This work addresses the safety navigation challenge for multirotor UAVs operating in dynamic, unknown environments where persistent localization and mapping capabilities are unavailable. We propose a lightweight, onboard range-sensing–only obstacle avoidance method—relying solely on real-time distance measurements (e.g., ultrasonic or time-of-flight sensors). Our key contribution is the first design and integration of a composite Control Barrier Function (CBF) as a real-time safety filter directly into the PX4 flight control stack, enabling theoretically guaranteed collision avoidance without SLAM or prior global map knowledge and achieving millisecond-level response. The architecture is experimentally validated on small multirotor platforms: it achieves robust, real-time obstacle avoidance under high-dynamic maneuvers, significantly enhancing flight safety and practical deployability in complex, unstructured environments.

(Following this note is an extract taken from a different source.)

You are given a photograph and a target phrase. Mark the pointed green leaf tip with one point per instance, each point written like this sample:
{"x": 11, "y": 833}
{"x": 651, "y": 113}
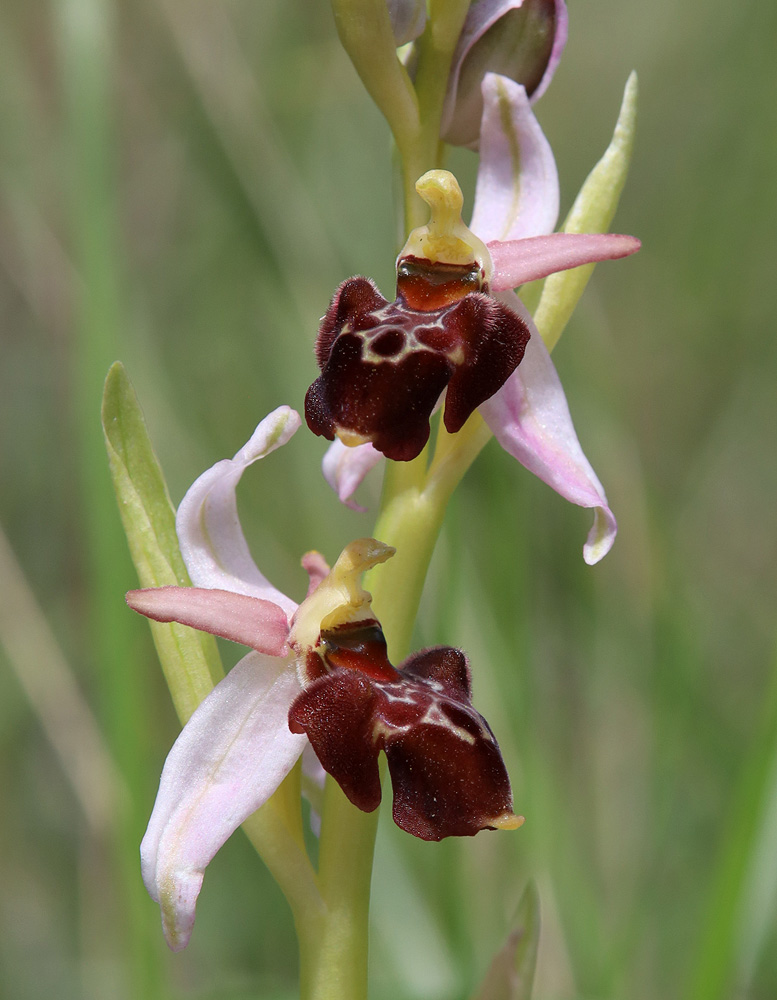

Aiming to promote the wide adoption of safety filters for autonomous aerial robots, this paper presents a safe control architecture designed for seamless integration into widely used open-source autopilots. Departing from methods that require consistent localization and mapping, we formalize the obstacle avoidance problem as a composite control barrier function constructed only from the online onboard range measurements. The proposed framework acts as a safety filter, modifying the acceleration references derived by the nominal position/velocity control loops, and is integrated into the PX4 autopilot stack. Experimental studies using a small multirotor aerial robot demonstrate the effectiveness and performance of the solution within dynamic maneuvering and unknown environments.